Dias de descanso
- Esse suco de maracujá vai ser bom, falava a tia, depositando o copo sobre a mesinha e fitando-o ternamente. Saiu discretamente, levando a bandeja e orando a Deus para que o sobrinho retomasse a vida.
Mário nada olhava. Perdia-se em resquícios da memória. Uma vida agitada em São Paulo. Ouvira das atrocidades contra as pessoas, mas não pensava que o acometeriam. Em praticamente dois meses. Primeiro, um assalto à porta da faculdade. Depois, roubo no semáforo. Em seguida, outro roubo em semáforo. Quarto incidente: caixa eletrônico de um banco. Por fim, um acidente. À saída do trabalho, ele e duas colegas abordadas. Os bandidos fugiram com eles no carro. Alguém chamou a polícia. Perseguição. Tiros. Um deles atingiu o pneu dianteiro. Duas capotagens. Suficientes para os bandidos escaparem, ele ficar preso entre as ferragens, uma das colegas gritar de dor pelos estilhaços fincados em sua pele e a outra desmaiar das dores produzidas pelo impacto.
- Vais passar uns dias na casa de tua tia, insistiu o pai assim que ele saiu do hospital. Em menos de quatro horas de viagem, chegas a Assis.
Na quinta-feira descansara, na sexta-feira saíra com os primos. Acordara cedo no sábado e, como os tios quisessem passar o domingo no sítio dos futuros sogros da filha, dormiriam cedo para saírem ainda às escuras. Sábado extenuante: Mário e os primos ajudaram na mudança de uma vizinha, reergueram o muro de uma entidade beneficente que congregava idosos doentes e descascaram algumas caixas de milho trazidas pela prima. Pamonha, canjica e quitutes diversos para o dia seguinte.
Antes das oito e meia, jogou-se na cama.
- Esse só acorda amanhã! Disse a tia, apagando as luzes.
- Ele precisava de um descanso. Vamos convidá-lo a vir aqui mais vezes. Quem sabe não muda para cá? Arrematou o esposo.

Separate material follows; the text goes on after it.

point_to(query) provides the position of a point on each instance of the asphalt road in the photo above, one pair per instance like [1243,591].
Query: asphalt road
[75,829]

Dormiu de bruços, de bruços acordou-se por volta das duas e meia quando a garganta solicitou água. Calçou os chinelos, olhou para as roupas que usava, foi para a cozinha. No trajeto, ouviu algumas vozes e, em seguida, alguns pulos sobre os muros.

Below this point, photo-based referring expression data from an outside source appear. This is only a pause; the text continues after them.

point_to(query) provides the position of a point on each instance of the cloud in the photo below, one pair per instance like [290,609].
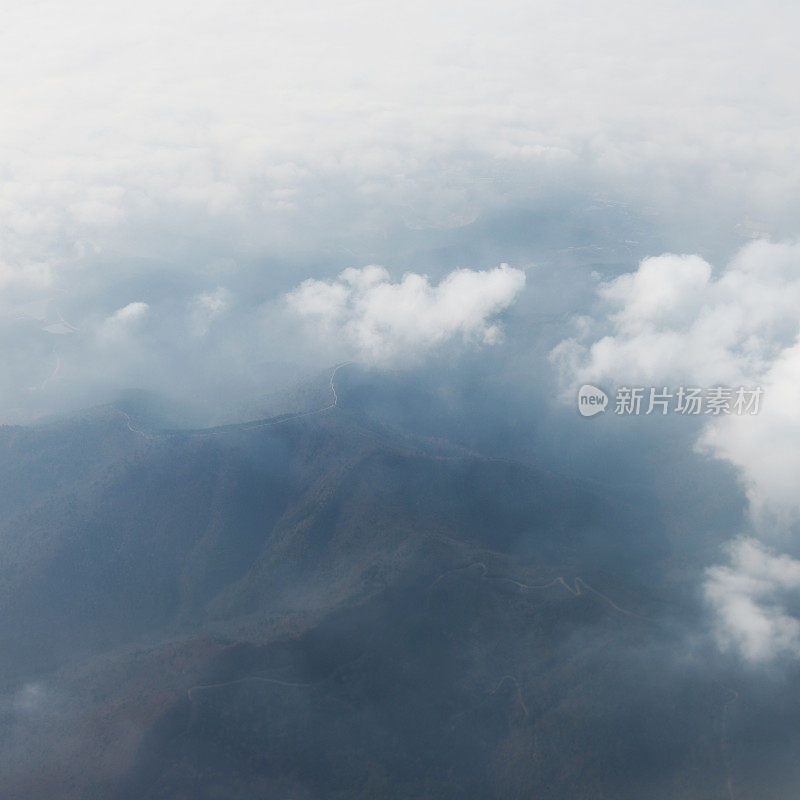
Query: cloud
[748,597]
[124,319]
[205,307]
[675,322]
[384,321]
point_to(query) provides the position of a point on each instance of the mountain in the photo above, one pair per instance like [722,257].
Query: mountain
[324,605]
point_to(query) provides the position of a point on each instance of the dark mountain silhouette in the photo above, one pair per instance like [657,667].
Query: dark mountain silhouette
[321,605]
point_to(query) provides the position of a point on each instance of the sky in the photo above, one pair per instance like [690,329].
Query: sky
[204,199]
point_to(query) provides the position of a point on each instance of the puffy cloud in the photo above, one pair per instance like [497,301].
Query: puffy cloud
[748,598]
[123,320]
[205,307]
[673,321]
[385,321]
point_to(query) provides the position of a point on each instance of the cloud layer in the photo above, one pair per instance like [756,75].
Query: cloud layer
[674,321]
[387,322]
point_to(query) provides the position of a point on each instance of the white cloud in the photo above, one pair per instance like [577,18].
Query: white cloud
[673,322]
[384,321]
[205,307]
[123,320]
[748,598]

Sorriu de si mesmo. Uma paranóia, como sugeriu o irmão. Continuou até que algumas faces se colaram nos vidros da janela, tentando enxergar o interior. Ele se jogou embaixo do sofá, rastejou até uma cristaleira, ficou rente a ela, respirou fundo. As vozes sumiram. Aproximou-se de uma janela. Alguns homens, vestidos de preto e carregando uma bolsa comprida nas costas, dirigiram-se para os lados de alguns quartos e do escritório.
Respirou fundo, foi até a biblioteca, tirou uma espingarda de cano duplo, guardada numa prateleira falsa, carregou-a com as mãos tremendo, como também tremendo estavam os braços e as pernas e, como se escondido, caminhou para o fundo da casa.
Espiou por uma pequena janela que, de acordo com a tia, sem utilidade prática, mas de grande valor estético. Os pilantras conseguiram uma escada. Alguns pareciam bêbados. O que segurava a arma – sim, aquela longa capa preta continha uma arma – sorria, como se lhe desse prazer a desgraça que executaria.
Ainda trêmulo, subiu os degraus silenciosamente, tomando cuidado para não acordar os tios e os primos, encaminhou-se à alcova da prima e, pé ante pé, cruzou todo o quarto até o parapeito de onde, dando um pulo e um grito, começou a atirar freneticamente para todos os lados e a olhar os invasores como um louco.
No almoço de domingo, a família inteira ria das proezas de Mário.
- Da próxima vez, disse o esposo da tia, servindo-se um pouco mais de macarrão, ouvido por todos da mesa, eu te indico para vigilante do bairro. Vais ganhar o prêmio Vigilante do Mês!
Os risos ecoavam pelo ambiente, deixando Mário em maus lençóis e levando-o, sempre que possível, durante e depois do almoço, a pedir desculpas a Raul, namorado da prima que, numa tentativa romântica, pulando no jardim para se proteger dos tiros, quebrara o braço do violão e quase perdera o seu.
*Publicado originalmente no Jornal de Assis (Assis – SP) de 25 de setembro de 2008.